In early June, the European Union's bank rescue fund, the Single Resolution Board, stepped in to rescue Banco Popular, handing it to Spain's biggest bank, Santander.
This was followed by the Italian government's bailout of two Venetian banks (see adjacent article), which swallowed €17 billion of public money. But it is not clear how the mountain of bad debts in economies like Italy can be unwound without triggering a new round of crisis.
France, too, is in trouble: Prime Minister Edouard Philippe said the country is "dancing on a volcano" of €2.1 trillion of debt - equal to its total GDP.
According to US financial consultants Standard & Poor's, the UK's 1.8% growth rate last year was pumped up by an increase in consumer debt which will continue to rise, particularly because wages have been held down.
Global debt now makes up a larger proportion of GDP now than it did before the beginning of the financial crisis a decade ago.
The stimulus has failed to rebuild the economy because returns on investments aren't profitable enough for the private investors which dominate the world economy to judge them worth the risk.
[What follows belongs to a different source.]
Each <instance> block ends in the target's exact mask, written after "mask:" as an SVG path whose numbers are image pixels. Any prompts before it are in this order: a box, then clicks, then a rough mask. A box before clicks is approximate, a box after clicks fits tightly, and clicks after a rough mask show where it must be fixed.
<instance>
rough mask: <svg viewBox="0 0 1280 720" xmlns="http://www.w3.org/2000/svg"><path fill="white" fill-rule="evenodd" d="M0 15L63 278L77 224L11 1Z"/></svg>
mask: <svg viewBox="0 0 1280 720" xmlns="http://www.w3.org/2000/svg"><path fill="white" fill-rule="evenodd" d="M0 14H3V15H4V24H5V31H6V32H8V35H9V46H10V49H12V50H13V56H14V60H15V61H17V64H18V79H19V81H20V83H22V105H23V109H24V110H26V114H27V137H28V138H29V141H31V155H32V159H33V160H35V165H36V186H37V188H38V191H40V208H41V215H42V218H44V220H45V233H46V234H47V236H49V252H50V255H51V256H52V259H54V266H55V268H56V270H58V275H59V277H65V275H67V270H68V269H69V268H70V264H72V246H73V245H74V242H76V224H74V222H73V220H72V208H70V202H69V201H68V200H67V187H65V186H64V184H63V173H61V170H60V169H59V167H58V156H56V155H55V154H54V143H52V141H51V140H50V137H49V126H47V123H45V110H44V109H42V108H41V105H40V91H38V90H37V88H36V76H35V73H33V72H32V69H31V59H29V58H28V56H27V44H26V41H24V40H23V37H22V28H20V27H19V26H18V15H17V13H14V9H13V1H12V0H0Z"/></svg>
The worst example is the UK, where exporters have used the weakness of the pound not to invest and take over more market share but merely to raise prices.
There are signs now that the mechanisms used to rescue the economy could now be putting it at risk. Capitalism has found no solutions to the devastating effects of the last economic crisis, and the next is already ripening.
The banks and big finance companies along with the major corporations which dominate the UK economy should be nationalised and investment decisions made by democratically elected bodies made up of workers in the industry and from wider society.
Italy's failed banks
Ian S Groeber, Plymouth Socialist Party
The Italian government has recently bailed out two failed Venetian banks; Veneto Banca and Banca Popolare di Vicenza.
These two lenders have faltered on the back of bad loans and a mis-selling scandal - problems of their own doing, and yet the Italian public will spend €17 billion to clean up the mess.
The banks' assets are being divided into 'good' and 'bad' assets. The 'good' ones will go to Italy's biggest retail bank, Intesa Sanpaolo, and the 'bad' taken by the government, and therefore the Italian public.
€12 billion of the €17 billion total will be spent by the government on guarantees to cover losses from the 'bad' assets, with the remaining €5 billion being kindly taken by Intesa for the privilege of acquiring the 'good' assets! A clear example of privatisation of profits while the public is burdened with 'bad' assets.
Also of note is the European Union (EU) Commission's response to this bailout. Following the 2008 financial crisis, the EU proposed rules with the intention that the public would no longer expect to fund bank bailouts unless other attempts have failed. Not all of these rules have been followed in this Italian case, yet the EU Commission fully condoned the bailout.
It shows again that the EU is a bosses' club, putting the rich above the poor by diverting public funds into the pockets of the bankers. In addition, we are yet to see if Intesa decides to close any of its newly acquired branches and how many jobs will be lost following this bailout.
We see in the example of Banca Popolare di Vicenza's scandal how the interests of a privately owned bank conflicts with the interests of societal welfare.
The bank purposely misled regulators and investors about its capital strength after lending money to customers so they would purchase the bank's shares; a move that not only manipulates market strength but is also potentially illegal in Italy.
There is a resemblance in Banca Popolare's actions to the London Interbank Offered Rate (Libor) scandal in which UK banks fraudulently altered their rates in order to profit from trades, and appeared more creditworthy than they actually were.